ミニカーというおもちゃというか、自動車の縮尺したものがありますね。息子達が小さいときにときおり買った記憶がありますが、あれ、およそ何分の1の縮尺か、すぐいえる人は案外多くないかもしれません。例えば4メートルの長さの車で、100分の1の縮尺で4センチ長です。50分の1程度のものも含めてそういいう縮尺モデルの車たとえばダンプカーのミニカーを見て、本物の迫力を想像できるかです。なかなか難しい、そんなちゃちなモデルが本物とおもえるには相当な想像力が必要です。でもマニアなら、迫真的に想像できるのでしょう。
同様に、2万5千分の1の地図を見て、山登りとかハイキングコースの計画を立てるのも、それなりの期間の経験が必要でしょう。地図をみながら、どこで汗をかいて、どこで水を飲んで、どこで昼飯を食べるか、2万5千分の1の縮尺でも十分に考えられれば、かなり年期のはいった登山者でありハイカーでしょう。

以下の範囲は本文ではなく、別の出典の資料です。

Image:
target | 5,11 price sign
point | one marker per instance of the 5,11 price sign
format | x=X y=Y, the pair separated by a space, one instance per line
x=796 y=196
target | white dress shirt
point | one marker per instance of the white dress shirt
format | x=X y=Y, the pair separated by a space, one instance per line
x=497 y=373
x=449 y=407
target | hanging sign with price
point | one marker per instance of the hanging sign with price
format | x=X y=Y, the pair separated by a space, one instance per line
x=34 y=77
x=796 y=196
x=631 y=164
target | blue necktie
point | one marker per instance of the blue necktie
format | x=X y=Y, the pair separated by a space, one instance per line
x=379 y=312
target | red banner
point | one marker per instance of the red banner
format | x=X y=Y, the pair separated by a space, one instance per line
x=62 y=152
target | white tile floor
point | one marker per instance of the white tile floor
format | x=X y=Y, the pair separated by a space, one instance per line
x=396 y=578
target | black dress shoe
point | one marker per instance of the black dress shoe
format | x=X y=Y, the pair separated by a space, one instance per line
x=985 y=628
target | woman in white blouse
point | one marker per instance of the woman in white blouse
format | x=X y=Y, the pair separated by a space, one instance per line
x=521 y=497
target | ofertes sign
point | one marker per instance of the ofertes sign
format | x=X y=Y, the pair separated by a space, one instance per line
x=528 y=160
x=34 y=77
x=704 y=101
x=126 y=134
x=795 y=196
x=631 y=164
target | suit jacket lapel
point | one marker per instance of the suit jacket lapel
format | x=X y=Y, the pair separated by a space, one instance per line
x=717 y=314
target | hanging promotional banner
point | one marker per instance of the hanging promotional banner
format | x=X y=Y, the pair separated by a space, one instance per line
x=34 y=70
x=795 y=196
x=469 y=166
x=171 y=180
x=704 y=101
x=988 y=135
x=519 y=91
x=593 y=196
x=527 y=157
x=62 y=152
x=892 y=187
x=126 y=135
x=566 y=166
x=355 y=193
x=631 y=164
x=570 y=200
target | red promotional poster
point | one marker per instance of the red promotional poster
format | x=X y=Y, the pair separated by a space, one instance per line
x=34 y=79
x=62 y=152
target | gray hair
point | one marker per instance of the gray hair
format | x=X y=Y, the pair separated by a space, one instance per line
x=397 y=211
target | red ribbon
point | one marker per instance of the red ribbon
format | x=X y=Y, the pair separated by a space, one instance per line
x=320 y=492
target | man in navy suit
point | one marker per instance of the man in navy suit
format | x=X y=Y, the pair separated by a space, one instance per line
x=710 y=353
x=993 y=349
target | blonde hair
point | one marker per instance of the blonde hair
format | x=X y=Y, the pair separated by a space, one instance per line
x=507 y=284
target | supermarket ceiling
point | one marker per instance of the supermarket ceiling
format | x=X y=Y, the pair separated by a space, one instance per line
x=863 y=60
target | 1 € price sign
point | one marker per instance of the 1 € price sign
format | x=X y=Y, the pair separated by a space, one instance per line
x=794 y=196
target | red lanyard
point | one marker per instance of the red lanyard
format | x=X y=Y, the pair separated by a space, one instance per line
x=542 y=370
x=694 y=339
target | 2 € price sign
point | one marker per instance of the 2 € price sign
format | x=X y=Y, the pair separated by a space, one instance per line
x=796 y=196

実際のところ、数分の1の縮尺でも想像が難しいのは、絵画とか陶器とかしげしげと見たり、触って味わうものの場合です。平面的な写真では、立体的な感覚をえるのは難しいものです。しかし、小さな写真を見るだけで、その対象物がすごいものかどうか、分かってしまう人もいるのでしょう。
これが、わたくしたちの研究するタンパク質とかDNAとか分子レベルのことになると、縮尺とは逆の拡大の世界に持ってこなければなりません。分子というのは、よく言われるように、ナノの世界というので、1メートルの10億分の1の長さです。なかなか実感を得るのが難しいのですが、専門家としての訓練をすれば、分子的な想像をリアルにすることが可能です。

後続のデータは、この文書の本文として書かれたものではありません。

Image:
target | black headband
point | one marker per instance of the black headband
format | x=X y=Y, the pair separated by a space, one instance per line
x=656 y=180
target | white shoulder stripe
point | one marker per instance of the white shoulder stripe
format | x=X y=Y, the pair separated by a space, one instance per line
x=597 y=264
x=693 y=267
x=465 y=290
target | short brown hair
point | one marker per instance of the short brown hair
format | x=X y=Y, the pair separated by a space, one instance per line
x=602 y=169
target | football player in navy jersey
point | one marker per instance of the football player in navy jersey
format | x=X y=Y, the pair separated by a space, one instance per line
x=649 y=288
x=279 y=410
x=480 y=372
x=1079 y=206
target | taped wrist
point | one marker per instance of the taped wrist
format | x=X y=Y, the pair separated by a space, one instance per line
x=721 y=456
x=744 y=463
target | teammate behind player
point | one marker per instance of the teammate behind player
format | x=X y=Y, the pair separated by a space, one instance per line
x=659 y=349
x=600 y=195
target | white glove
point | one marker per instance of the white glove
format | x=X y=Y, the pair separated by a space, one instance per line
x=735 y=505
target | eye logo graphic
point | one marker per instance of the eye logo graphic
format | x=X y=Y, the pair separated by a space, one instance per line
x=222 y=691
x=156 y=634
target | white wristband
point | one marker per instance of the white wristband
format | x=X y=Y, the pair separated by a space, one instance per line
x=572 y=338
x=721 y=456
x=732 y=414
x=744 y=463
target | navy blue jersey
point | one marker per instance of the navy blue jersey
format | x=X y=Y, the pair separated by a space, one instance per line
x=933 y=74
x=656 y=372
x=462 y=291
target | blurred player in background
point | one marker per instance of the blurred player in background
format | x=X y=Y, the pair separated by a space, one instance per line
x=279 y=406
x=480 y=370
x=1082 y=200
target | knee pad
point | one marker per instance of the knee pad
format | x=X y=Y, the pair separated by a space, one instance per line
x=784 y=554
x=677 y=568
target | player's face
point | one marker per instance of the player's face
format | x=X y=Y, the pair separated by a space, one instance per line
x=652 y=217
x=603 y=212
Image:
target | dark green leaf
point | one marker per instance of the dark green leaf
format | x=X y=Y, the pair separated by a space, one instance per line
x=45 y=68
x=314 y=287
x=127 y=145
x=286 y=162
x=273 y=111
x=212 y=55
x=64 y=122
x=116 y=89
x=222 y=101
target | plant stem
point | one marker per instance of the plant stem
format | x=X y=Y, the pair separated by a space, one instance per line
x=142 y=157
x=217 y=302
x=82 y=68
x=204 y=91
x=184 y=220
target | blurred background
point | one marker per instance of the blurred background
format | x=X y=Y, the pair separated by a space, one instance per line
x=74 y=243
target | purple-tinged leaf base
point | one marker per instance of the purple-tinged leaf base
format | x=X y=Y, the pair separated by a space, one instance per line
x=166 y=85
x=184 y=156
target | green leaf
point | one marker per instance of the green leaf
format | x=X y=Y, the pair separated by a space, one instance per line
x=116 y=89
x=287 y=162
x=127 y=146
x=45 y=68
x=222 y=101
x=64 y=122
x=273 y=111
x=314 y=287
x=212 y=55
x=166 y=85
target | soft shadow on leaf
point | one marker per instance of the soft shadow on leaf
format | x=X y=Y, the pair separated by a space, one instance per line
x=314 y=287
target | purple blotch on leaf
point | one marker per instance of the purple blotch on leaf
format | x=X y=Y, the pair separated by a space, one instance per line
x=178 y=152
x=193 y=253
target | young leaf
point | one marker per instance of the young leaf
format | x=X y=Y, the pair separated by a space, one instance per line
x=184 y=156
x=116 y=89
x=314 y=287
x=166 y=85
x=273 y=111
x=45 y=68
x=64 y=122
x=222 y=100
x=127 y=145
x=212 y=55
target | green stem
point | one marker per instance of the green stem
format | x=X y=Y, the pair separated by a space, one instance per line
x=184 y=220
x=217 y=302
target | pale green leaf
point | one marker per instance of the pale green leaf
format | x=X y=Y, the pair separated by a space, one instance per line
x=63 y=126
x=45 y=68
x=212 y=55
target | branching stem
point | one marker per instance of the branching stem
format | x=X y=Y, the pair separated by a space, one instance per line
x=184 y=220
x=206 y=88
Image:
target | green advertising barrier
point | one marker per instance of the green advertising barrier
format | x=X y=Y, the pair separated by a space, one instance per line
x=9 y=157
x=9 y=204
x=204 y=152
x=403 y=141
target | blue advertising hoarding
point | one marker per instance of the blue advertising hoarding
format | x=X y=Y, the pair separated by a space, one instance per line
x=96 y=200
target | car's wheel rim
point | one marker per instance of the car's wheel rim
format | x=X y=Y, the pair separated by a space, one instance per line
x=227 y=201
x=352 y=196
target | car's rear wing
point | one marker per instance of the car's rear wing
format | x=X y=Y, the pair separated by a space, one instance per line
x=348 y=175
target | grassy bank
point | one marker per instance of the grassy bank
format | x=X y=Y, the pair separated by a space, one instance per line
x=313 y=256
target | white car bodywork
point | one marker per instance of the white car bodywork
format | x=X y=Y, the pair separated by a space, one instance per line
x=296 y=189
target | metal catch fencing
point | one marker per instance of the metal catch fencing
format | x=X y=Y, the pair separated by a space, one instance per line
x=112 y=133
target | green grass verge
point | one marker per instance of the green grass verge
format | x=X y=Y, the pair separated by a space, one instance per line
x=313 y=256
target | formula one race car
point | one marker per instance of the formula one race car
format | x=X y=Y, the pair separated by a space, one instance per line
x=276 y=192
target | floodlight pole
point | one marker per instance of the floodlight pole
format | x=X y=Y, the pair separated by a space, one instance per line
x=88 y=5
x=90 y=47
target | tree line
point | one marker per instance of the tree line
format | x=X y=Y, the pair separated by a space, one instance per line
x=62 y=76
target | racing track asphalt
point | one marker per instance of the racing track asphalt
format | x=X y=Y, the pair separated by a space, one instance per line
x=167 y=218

最近では、単分子観察といって、1分子の振る舞いを顕微鏡でリアルタイム(現実の時間感覚で)で観察も可能になっています。ナノの世界では、固体、液体、気体の状態によって、分子は動きがまったく変わります。また分子のかたちも性質もその構成によって著しく変わります。そういうものを自由自在に空想する能力が欲しいものです。
生命科学では、沢山の種類の分子を研究の対象にするのですが、発見の多くはこれらの分子になにか新しい性質が見つかるというものです。そのたびに、われわれは論文を読みながら、今自分のもっている縮尺と拡大の世界の中にはめ込んで、理解しようとするのです。
豊かな情報量と正しい拡大(縮尺)観を持っている人は、未来的なそして創造的な思考をするのに有利です。